How Tokyo Is Different from Silicon Valley - bemmu
http://www.makeleaps.jp/blog/en/2014/11/how-tokyo-is-different-to-silicon-valley/

======
paulsutter
Tokyo is a paradise for living but a desert for doing a traditional startup
(see below). On the other hand, Japan is the most viral place on earth.
Hypergrowth companies here are based on viral marketing (any exceptions? Let
me know).

If you're working on a viral marketing opportunity in Tokyo, please get in
touch with me.

[Tokyo is a desert for traditions startups because:

\- Exits are rare and at low multiples

\- Funding is hard to get and include irrational terms, like personal
guarantees.

\- Customers prefer to buy from established companies

\- Employees prefer to work for established companies]

Companies based on viral marketing can route around these problems. It's
really a terrific place if you are ready for it.

------
Danieru
This is a bit off-topic. I just moved to Tokyo a month ago and Jay was very
welcoming. I met him at last month's Hacker News meetup. It was just two days
after I landed so I was pretty nervous.

Since then I've gone to 5 meetups. One thing that I've learned is Business
Cards are vital. So much so that I've decided to bite the bullet and print up
some of my own even though I'm still job hunting.
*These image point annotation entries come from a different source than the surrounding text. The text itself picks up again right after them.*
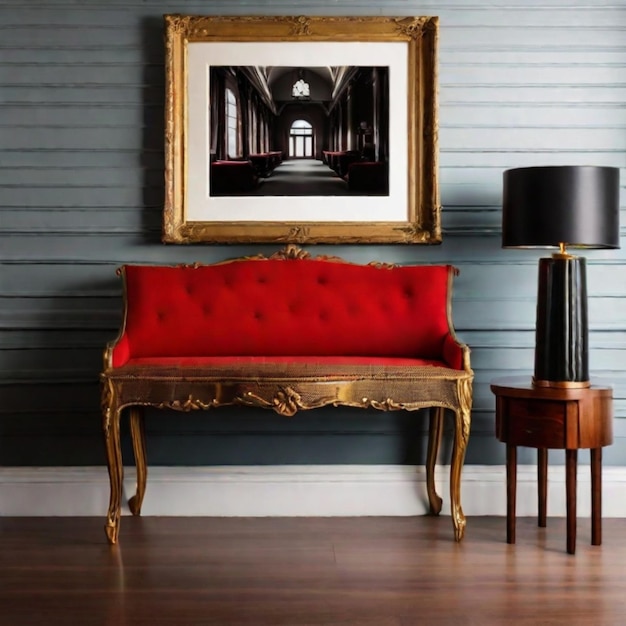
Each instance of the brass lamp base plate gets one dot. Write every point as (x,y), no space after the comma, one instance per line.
(562,384)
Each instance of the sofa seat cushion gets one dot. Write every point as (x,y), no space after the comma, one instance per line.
(286,366)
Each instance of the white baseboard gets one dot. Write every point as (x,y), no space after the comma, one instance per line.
(295,490)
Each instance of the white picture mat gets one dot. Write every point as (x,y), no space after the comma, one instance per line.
(201,207)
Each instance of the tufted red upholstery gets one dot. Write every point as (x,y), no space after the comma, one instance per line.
(282,308)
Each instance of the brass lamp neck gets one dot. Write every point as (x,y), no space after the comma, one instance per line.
(563,253)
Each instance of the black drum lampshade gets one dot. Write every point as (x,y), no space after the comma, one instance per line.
(565,207)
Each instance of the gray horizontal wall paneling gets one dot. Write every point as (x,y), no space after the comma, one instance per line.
(81,184)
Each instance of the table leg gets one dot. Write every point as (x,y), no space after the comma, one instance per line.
(596,496)
(542,486)
(571,458)
(511,487)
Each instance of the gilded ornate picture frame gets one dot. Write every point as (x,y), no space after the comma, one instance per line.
(249,99)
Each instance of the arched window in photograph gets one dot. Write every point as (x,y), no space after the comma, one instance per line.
(301,140)
(232,134)
(301,89)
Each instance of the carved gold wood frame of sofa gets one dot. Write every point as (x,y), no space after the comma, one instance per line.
(187,165)
(436,388)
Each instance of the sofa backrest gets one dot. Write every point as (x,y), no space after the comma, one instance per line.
(285,307)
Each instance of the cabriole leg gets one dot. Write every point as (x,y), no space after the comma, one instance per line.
(434,441)
(111,425)
(461,436)
(138,435)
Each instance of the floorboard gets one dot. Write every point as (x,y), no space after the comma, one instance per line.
(308,572)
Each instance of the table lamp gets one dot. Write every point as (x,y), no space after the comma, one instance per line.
(561,207)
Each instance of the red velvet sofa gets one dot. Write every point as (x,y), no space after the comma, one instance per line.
(288,332)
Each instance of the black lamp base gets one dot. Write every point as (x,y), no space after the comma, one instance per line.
(561,342)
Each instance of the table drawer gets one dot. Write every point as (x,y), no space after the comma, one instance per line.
(537,424)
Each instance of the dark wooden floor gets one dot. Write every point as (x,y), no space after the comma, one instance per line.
(308,572)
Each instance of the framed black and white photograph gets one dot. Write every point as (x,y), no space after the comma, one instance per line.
(301,129)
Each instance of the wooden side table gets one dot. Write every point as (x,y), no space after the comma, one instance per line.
(564,418)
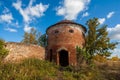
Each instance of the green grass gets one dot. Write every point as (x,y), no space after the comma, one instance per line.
(34,69)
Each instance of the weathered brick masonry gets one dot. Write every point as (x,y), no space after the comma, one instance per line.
(19,51)
(63,37)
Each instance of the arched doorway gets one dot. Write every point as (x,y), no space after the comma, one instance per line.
(63,58)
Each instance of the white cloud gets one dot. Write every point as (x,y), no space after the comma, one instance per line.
(110,14)
(114,33)
(71,8)
(116,51)
(6,18)
(101,20)
(30,12)
(27,28)
(85,14)
(11,29)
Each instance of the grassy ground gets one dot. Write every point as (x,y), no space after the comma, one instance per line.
(34,69)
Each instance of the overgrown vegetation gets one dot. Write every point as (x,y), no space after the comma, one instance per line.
(97,42)
(96,49)
(34,69)
(3,51)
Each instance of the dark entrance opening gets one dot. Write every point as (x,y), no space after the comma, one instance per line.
(63,58)
(50,55)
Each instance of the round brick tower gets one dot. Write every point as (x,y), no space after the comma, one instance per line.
(63,37)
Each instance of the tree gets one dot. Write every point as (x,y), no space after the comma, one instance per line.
(30,37)
(97,40)
(3,50)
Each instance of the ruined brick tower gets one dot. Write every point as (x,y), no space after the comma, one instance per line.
(63,37)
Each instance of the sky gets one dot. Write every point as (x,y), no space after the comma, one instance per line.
(19,16)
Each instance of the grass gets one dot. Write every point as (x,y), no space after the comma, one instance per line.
(34,69)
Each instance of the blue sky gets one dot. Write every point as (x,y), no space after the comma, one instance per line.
(17,16)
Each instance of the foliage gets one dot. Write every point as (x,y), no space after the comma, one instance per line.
(3,51)
(99,58)
(97,40)
(115,58)
(30,37)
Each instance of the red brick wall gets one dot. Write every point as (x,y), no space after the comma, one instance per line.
(59,38)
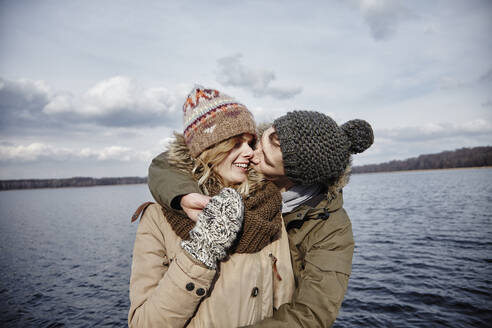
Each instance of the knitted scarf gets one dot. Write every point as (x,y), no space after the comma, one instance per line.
(261,225)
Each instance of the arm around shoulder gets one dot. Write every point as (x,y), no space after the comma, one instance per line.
(166,183)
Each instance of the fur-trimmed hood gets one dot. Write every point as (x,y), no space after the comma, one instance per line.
(179,157)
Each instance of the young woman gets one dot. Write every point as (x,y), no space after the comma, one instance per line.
(232,267)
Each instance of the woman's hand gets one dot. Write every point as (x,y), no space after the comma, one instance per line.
(193,204)
(216,229)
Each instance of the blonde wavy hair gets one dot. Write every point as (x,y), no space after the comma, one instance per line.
(205,164)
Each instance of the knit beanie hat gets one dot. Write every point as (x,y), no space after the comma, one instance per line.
(211,117)
(315,149)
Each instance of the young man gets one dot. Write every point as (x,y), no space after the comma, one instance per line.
(308,156)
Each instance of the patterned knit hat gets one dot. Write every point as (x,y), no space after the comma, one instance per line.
(315,149)
(211,117)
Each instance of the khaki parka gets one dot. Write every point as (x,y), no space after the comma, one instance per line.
(169,289)
(321,244)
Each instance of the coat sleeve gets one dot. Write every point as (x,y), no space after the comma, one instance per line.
(160,287)
(166,183)
(322,281)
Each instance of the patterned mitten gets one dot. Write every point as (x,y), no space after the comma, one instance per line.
(216,228)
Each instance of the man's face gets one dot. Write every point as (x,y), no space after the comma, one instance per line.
(267,157)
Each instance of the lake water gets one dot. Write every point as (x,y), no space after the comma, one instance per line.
(423,252)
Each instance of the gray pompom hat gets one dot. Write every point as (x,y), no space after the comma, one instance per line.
(315,149)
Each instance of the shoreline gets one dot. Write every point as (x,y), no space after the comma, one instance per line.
(426,170)
(145,182)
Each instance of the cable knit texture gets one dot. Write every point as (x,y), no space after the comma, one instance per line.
(261,225)
(216,228)
(315,149)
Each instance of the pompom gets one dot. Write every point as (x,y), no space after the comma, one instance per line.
(360,134)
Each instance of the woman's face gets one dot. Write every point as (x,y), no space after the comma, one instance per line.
(234,168)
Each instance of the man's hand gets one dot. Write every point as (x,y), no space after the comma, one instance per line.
(193,204)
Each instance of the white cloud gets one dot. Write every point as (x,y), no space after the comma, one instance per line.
(118,102)
(231,72)
(383,16)
(436,131)
(36,152)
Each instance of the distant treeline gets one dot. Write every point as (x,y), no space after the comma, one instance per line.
(464,157)
(70,182)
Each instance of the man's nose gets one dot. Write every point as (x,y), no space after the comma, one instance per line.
(256,158)
(247,151)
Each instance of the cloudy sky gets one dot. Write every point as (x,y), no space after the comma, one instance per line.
(94,88)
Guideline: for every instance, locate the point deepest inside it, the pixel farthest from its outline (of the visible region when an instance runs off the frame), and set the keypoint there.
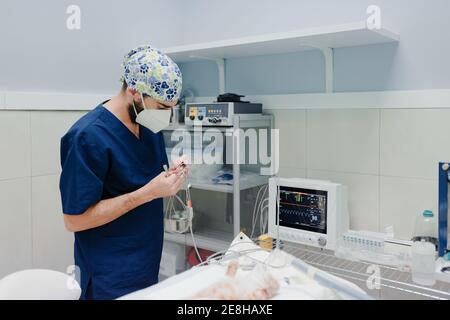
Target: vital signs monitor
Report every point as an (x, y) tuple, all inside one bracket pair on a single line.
[(310, 212)]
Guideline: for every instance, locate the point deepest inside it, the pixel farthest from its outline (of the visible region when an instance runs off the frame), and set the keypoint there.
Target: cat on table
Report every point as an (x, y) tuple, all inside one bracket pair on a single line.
[(259, 284)]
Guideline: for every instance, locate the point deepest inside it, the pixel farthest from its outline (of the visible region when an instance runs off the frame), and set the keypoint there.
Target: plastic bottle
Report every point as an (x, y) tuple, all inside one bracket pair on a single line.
[(423, 262), (425, 227)]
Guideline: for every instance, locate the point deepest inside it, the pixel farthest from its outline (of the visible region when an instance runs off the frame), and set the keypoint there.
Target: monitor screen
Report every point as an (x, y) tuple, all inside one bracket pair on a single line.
[(303, 209)]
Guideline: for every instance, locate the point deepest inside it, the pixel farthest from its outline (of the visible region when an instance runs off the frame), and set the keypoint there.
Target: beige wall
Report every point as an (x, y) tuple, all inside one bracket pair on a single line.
[(32, 233)]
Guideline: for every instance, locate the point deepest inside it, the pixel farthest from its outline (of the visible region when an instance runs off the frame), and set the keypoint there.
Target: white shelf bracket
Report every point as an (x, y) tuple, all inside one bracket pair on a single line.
[(329, 69), (220, 63), (328, 54)]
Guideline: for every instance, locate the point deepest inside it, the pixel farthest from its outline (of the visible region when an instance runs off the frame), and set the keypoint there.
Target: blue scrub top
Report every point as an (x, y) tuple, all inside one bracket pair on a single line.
[(101, 159)]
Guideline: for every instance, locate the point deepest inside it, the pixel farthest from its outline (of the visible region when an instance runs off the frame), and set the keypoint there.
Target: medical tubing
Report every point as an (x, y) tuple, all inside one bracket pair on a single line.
[(329, 282)]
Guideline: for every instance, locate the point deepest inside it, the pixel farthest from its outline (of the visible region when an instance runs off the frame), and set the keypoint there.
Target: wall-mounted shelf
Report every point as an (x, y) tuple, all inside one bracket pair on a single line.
[(324, 38)]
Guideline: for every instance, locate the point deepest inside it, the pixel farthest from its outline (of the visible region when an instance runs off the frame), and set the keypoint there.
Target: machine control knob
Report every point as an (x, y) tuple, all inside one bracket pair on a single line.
[(322, 241)]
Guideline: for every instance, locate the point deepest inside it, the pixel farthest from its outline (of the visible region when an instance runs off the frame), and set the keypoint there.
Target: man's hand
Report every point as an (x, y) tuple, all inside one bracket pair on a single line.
[(166, 184)]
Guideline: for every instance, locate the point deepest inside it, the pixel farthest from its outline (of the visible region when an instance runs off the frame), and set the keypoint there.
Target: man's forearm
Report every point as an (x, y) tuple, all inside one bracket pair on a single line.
[(108, 210)]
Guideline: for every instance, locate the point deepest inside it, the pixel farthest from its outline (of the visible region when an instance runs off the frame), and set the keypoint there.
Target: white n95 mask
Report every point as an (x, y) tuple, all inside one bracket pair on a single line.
[(155, 120)]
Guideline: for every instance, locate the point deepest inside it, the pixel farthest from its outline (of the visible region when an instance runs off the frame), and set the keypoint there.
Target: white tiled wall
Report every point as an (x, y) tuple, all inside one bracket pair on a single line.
[(32, 233), (387, 157)]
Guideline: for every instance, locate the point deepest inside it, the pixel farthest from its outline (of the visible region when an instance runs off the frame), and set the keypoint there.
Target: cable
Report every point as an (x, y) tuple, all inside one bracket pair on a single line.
[(257, 208)]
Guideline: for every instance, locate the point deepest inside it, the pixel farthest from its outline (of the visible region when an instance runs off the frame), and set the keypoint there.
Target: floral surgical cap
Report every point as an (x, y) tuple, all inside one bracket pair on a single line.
[(151, 72)]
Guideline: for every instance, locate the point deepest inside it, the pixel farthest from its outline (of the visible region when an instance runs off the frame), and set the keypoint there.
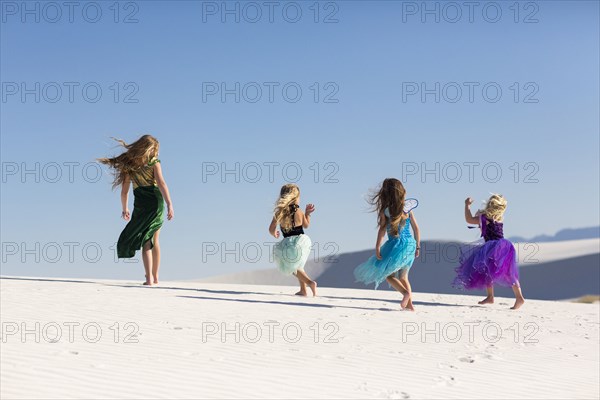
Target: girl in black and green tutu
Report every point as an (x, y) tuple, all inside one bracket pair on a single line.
[(139, 165)]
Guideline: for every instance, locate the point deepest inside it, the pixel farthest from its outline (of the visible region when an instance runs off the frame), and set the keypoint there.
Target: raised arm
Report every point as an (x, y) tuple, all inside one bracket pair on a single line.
[(416, 232), (273, 228), (164, 189), (310, 208), (125, 198), (468, 216)]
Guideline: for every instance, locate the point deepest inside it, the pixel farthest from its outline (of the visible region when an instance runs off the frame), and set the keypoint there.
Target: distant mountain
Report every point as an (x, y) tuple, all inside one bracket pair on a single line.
[(564, 234)]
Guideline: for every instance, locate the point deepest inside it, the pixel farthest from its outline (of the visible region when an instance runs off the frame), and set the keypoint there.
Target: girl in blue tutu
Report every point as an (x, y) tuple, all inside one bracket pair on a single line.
[(493, 261), (393, 260), (292, 252)]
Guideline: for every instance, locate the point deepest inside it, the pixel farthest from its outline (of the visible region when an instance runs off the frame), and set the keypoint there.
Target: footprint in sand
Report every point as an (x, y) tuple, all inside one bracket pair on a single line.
[(394, 394), (444, 365), (445, 380)]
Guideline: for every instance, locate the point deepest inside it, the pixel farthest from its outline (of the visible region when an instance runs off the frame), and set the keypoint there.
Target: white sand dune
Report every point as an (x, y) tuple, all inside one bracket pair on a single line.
[(366, 347)]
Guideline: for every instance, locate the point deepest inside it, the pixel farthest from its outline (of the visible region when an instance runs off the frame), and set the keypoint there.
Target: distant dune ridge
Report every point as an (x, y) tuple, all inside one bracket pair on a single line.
[(564, 234), (548, 270)]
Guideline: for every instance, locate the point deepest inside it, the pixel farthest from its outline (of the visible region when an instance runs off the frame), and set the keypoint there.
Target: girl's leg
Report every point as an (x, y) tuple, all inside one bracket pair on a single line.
[(156, 258), (399, 286), (519, 297), (490, 298), (147, 259), (301, 275), (407, 296)]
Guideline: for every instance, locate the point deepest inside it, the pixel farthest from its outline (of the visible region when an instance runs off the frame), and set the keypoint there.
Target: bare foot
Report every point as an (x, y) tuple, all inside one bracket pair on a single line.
[(518, 303), (405, 300)]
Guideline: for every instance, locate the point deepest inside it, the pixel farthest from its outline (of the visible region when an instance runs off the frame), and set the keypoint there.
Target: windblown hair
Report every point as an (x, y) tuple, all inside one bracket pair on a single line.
[(288, 196), (137, 155), (391, 195), (495, 207)]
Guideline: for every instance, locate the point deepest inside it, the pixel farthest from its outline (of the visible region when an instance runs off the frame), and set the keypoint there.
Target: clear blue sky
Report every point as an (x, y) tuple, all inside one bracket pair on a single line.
[(371, 57)]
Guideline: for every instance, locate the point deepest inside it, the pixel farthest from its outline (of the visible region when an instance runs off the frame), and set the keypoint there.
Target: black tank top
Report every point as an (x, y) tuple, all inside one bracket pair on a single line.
[(296, 230)]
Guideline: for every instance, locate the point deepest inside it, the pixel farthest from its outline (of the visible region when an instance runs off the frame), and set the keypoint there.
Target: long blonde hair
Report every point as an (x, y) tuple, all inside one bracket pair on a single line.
[(391, 195), (137, 155), (288, 196), (495, 207)]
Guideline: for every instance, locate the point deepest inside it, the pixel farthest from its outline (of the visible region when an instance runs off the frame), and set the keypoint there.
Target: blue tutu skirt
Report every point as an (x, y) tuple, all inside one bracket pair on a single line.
[(398, 253), (484, 264), (291, 253)]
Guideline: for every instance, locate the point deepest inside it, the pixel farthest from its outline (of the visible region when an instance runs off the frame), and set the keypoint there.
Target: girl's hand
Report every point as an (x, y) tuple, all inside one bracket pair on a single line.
[(310, 208), (126, 215)]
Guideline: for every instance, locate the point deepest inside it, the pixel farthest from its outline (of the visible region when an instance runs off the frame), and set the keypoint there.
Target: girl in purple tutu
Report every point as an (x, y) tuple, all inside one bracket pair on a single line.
[(494, 261)]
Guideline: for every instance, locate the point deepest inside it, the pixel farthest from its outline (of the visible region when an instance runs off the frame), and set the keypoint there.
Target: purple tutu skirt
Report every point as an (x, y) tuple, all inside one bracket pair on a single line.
[(486, 264)]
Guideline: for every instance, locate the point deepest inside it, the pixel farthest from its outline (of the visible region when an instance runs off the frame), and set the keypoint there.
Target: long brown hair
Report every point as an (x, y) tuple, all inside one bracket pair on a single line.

He didn't mention it but from what I can tell the Taxis here are a world
apart. Stuff like the doors automatically close for you and the drivers all
wear suits. Sorry I've only been taking trains everywhere.

The trains themselves are also a major plus point for Tokyo. My house is along
the Mita-line and almost everywhere I go is is just a single connection away.
The busy hours are not that bad too since my head is above the crowd.

I still get a thrill everytime a 10 car train rushes past the platform.

Also half of everyone wears suits. Even people in otherwise "low-class"
service jobs wear suits.

Anyway: if you are in tokyo you should 100% visit the next HN meetup on the
21st. If you're new feel free to email me and we can meetup and walk together
from the station. First time I came here I arrived an hour ahead of time to
find the place. That turned out to be a bit early and it got cold waiting
outside.

------
sdrothrock
I've heard that Sendai is rapidly becoming the Silicon Valley/SF of Japan, so
it would be interesting to see comparisons between those two.